Dal punto di vista della cultura materiale del periodo della civiltà dell'Indo, H. non si discosta dai consueti modelli, come testimoniato dai sigilli a stampo in steatite, dalla coroplastica, dagli oggetti e dalle ceramiche di uso quotidiano. Particolarmente comuni a H. sembrano essere delle piccole tavolette o essere in faïence recanti impressioni di caratteri grafici o numerali che fanno pensare a pratiche amministrative. Eccezionali sono due frammenti di statuette in pietra che, pur rappresentando oggetti unici, dimostrano le capacità degli scultori di Harappa. Un frammento in pietra grigia raffigura il torso di una figura danzante, composta da più parti che dovevano essere unite mediante supporti inseriti in fori realizzati a trapano; la figura, che sembra accennare un passo di danza, è stata paragonata a iconografie hindu di età molto posteriore. Analogamente, un secondo torso in pietra rossa, sempre appartenente, in apparenza, a una statua composita, senta una tale attenzione per l'anatomia e lo studio dei volumi da essere spesso paragonata a opere del periodo gandharico. Le due statuette sono molto diverse dalla figura del «re-sacerdote» di Mohenjo-daro, molto più stilizzata e convenzionale.

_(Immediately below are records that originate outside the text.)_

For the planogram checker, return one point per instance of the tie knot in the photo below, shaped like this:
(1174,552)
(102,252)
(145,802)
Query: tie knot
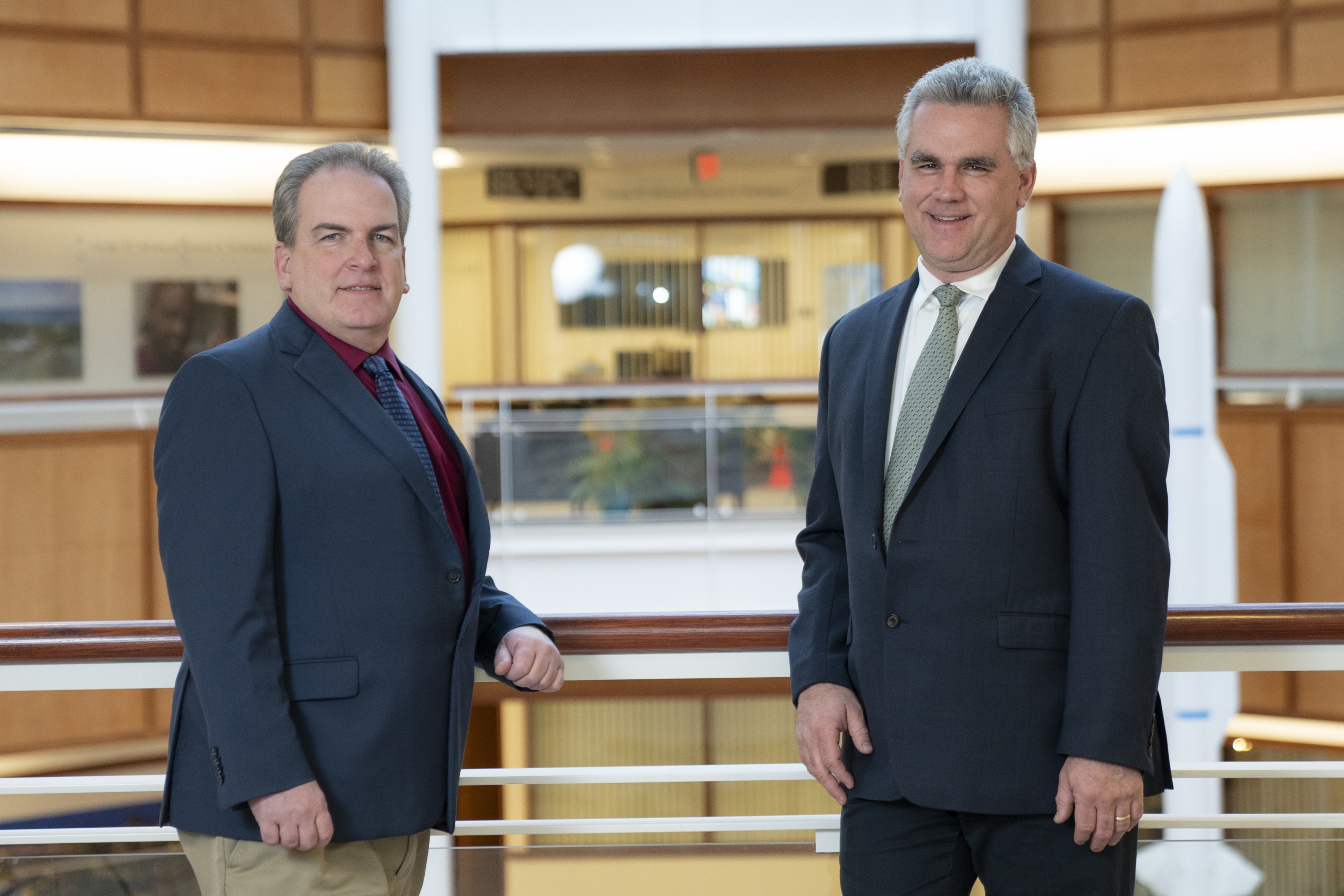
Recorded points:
(948,296)
(375,366)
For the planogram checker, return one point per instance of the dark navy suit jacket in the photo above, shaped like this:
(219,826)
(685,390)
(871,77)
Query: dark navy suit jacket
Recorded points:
(330,633)
(1017,615)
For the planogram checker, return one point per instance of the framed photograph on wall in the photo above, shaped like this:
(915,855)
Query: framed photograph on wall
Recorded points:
(178,319)
(41,331)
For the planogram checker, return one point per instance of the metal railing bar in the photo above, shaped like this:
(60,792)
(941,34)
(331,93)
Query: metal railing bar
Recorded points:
(695,824)
(82,785)
(646,774)
(1252,769)
(1242,821)
(630,390)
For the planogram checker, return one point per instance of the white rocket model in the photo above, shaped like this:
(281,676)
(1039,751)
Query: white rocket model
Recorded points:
(1202,532)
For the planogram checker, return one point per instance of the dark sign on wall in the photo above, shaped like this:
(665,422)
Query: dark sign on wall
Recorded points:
(861,178)
(533,183)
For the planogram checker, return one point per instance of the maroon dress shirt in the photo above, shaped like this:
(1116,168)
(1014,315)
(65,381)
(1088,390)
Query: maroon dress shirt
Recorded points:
(448,465)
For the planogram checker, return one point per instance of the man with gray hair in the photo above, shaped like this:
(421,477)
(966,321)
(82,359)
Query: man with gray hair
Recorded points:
(324,537)
(984,587)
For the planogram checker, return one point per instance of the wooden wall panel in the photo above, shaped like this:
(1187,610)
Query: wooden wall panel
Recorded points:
(682,90)
(1068,76)
(224,85)
(1318,496)
(72,539)
(1254,444)
(233,19)
(355,23)
(44,77)
(1197,66)
(68,718)
(1319,695)
(1136,11)
(350,90)
(111,15)
(1319,55)
(1049,17)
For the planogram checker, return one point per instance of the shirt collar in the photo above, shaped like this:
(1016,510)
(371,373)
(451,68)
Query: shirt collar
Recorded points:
(982,284)
(353,356)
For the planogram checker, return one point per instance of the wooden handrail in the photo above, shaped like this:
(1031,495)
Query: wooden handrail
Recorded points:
(1237,623)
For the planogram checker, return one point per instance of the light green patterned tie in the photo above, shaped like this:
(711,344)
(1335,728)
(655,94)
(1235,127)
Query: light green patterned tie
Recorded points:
(921,404)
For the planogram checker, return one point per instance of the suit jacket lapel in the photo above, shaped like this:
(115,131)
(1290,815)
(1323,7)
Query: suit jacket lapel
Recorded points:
(327,374)
(877,394)
(477,515)
(1004,310)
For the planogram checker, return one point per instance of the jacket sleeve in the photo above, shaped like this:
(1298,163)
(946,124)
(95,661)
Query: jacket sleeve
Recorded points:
(501,614)
(1119,448)
(818,649)
(217,531)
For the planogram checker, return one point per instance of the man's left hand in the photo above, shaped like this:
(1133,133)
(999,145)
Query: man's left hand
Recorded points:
(1106,801)
(530,660)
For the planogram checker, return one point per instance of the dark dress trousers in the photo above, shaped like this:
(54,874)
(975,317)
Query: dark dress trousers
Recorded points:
(1017,615)
(330,632)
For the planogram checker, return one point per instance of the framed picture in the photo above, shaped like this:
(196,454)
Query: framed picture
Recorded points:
(178,319)
(41,331)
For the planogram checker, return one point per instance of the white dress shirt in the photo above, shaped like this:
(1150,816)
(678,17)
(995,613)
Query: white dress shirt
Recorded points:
(921,319)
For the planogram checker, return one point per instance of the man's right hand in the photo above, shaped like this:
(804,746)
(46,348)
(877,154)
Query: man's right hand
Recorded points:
(295,819)
(827,711)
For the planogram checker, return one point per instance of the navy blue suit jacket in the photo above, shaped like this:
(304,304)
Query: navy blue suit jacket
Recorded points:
(1017,615)
(330,633)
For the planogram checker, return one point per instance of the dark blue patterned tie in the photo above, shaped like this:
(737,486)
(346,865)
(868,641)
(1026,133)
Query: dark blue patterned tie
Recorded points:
(396,405)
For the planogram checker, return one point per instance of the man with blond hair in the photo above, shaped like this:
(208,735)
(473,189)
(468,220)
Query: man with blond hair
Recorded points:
(984,589)
(324,537)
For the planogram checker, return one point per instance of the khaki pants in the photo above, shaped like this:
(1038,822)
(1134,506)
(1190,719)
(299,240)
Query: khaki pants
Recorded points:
(389,867)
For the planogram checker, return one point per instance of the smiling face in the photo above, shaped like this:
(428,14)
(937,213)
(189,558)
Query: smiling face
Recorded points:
(960,190)
(347,268)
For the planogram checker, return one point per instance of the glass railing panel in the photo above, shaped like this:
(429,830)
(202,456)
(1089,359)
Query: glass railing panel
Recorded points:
(767,456)
(116,870)
(596,464)
(646,461)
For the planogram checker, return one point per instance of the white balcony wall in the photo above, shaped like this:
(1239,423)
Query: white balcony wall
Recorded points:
(541,26)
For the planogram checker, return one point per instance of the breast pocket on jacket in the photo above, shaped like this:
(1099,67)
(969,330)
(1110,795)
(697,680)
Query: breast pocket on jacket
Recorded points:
(1007,401)
(1033,632)
(326,679)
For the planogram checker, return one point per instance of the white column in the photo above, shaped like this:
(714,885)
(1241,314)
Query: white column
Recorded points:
(1002,35)
(1002,41)
(413,111)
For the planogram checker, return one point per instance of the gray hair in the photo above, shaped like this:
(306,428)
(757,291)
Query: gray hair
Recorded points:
(974,82)
(284,206)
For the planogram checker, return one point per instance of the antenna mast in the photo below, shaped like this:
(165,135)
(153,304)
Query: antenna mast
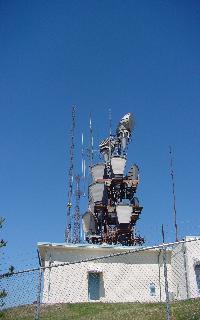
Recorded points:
(174,196)
(68,238)
(91,151)
(77,212)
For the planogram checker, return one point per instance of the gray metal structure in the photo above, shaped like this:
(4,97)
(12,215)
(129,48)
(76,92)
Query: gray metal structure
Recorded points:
(113,210)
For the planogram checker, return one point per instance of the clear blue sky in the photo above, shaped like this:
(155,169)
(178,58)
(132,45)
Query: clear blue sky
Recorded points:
(132,56)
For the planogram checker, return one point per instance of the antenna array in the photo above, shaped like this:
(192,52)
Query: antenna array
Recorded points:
(68,235)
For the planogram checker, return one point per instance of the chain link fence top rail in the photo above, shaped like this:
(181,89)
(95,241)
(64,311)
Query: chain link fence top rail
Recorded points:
(160,282)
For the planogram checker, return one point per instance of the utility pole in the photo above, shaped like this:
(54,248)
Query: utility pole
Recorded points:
(174,196)
(77,212)
(69,221)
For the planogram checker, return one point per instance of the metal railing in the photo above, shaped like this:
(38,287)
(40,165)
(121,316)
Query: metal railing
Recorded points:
(159,282)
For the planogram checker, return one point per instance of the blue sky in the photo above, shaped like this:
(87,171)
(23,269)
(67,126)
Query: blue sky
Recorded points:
(130,56)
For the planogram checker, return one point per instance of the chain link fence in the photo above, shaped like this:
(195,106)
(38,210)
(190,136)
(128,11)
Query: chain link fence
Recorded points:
(160,282)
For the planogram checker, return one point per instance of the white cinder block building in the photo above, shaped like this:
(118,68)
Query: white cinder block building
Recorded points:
(130,277)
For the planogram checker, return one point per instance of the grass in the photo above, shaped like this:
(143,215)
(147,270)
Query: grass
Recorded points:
(184,310)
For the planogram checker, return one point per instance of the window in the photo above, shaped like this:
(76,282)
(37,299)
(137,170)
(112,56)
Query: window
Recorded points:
(94,285)
(152,289)
(197,272)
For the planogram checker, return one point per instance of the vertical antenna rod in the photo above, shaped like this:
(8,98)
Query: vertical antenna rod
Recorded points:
(110,121)
(77,212)
(174,196)
(91,143)
(68,238)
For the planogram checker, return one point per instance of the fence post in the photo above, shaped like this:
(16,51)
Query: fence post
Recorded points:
(37,313)
(168,311)
(185,268)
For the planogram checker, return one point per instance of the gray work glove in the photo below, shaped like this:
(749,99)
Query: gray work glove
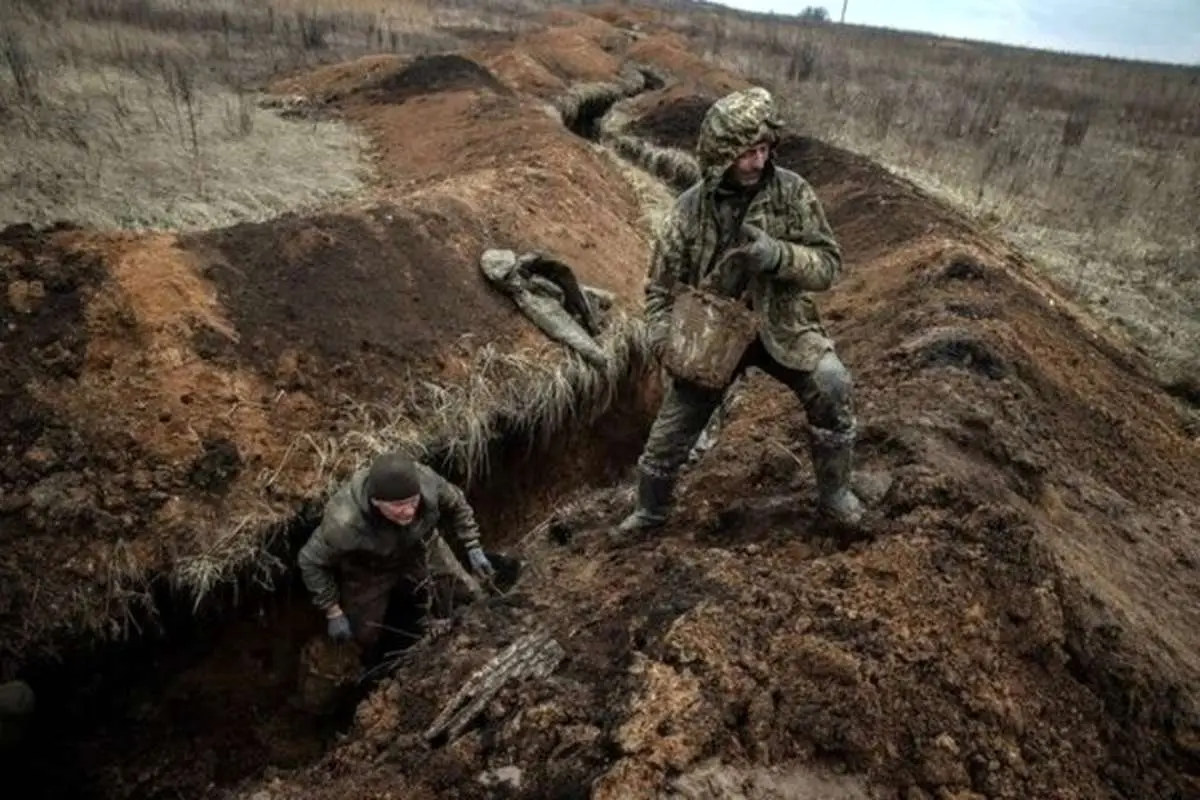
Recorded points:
(760,253)
(340,627)
(479,563)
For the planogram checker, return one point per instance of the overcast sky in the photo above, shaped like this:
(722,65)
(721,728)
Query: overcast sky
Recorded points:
(1155,30)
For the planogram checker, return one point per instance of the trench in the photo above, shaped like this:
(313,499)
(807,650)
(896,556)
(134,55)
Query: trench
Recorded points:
(207,698)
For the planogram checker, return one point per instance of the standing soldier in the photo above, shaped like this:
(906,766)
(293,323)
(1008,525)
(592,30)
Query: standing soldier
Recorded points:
(763,226)
(381,525)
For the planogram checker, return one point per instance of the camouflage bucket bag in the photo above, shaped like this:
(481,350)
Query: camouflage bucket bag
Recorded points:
(707,337)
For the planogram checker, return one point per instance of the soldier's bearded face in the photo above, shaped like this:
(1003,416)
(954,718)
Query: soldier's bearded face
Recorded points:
(749,166)
(401,512)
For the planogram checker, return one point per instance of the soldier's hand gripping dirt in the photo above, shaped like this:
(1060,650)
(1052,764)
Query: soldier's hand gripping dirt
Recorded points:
(381,525)
(756,232)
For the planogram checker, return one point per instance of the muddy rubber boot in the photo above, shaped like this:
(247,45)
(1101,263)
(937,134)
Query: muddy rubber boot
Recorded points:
(653,505)
(832,459)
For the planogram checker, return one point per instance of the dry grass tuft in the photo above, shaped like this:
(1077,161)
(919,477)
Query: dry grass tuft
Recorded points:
(582,106)
(531,396)
(677,168)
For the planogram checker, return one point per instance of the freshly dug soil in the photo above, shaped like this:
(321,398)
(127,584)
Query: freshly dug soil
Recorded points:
(163,392)
(430,74)
(1021,623)
(397,298)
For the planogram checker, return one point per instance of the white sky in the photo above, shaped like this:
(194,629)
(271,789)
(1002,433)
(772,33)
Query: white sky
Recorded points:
(1152,30)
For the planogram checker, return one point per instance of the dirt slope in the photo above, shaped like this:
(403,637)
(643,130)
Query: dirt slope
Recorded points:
(167,400)
(1024,624)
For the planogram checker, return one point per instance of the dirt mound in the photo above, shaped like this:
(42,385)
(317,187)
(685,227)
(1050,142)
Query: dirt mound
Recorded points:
(432,73)
(1024,621)
(546,62)
(171,400)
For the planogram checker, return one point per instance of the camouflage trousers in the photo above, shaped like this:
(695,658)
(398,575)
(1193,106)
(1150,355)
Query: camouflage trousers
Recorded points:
(366,587)
(826,394)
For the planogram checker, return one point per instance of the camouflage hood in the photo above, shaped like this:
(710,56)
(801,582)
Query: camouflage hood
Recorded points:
(733,125)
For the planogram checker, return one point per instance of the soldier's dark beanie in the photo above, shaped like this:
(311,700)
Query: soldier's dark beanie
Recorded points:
(393,476)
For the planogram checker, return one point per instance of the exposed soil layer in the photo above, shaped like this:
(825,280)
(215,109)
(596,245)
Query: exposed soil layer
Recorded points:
(1021,623)
(217,698)
(165,394)
(1023,620)
(397,300)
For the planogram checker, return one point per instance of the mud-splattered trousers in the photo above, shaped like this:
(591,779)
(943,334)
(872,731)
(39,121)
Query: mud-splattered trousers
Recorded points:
(826,394)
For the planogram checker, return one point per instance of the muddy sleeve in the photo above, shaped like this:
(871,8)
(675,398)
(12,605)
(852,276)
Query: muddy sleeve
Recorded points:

Come Mohenjo-daro, H. sembra essere stata abbandonata nei primi secoli del II millennio a.C., in seguito alla grande crisi che portò alla dissoluzione della civiltà dell'Indo. Nel corso del II millennio a.C., alcune comunità, riferibili a una cultura diversa, continuarono ad abitare il sito, come attestato da dispersioni di frammenti ceramici sulla superficie della cittadella, analoghi a quelli dei vasi del citato cimitero H. Questa necropoli ha restituito più di 130 sepolture, rappresentate da urne funerarie con coperchi in terracotta! I recipienti usati come ossuari contengono resti umani scarnificati, in contesto di sepoltura secondaria; di forma globulare o carenata, i vasi sono dipinti in nero su fondo rosso vivo. Le figurazioni sui recipienti sembrano riprodurre scene mitologiche o religiose, forse allusive al passaggio del defunto nell'oltretomba; un ruolo centrale sembra avere la figura del pavone, a volte raffigurato con appendici simili a corna. Gli spazi vuoti vengono riempiti da motivi astrali, pesci, foglie, uccelli e semplici motivi geometrici. Questo insieme di raffigurazioni presenta un nuovo complesso di idee, nel quale alcuni autori hanno creduto di poter riconoscere temi e rituali proprî dell'India vedica (v. INDO, civiltà dello).
Bibl.: R. E. M. Wheeler, Harappa 1946: The Defences and Cemetery R-37, in Ancient India, III, 1947, pp. 58-130; M. R. Mughal, Harappa 1966 (Cemetery R37), in PkA, V, 1968, pp. 63-69; R. H. Meadow (ed.), Harappa Excavations 1986-1990 (Monographs in World Archaeology, 3), Madison 1991; G. F. Dales, J. M. Kenoyer, The Harappa Project 1986-1989: New Investigation at an Ancient Indus City, in G. L. Possehl (ed.), Harappan Civilization: A Contemporary Perspective (2a ed.), Nuova Delhi, in corso di stampa.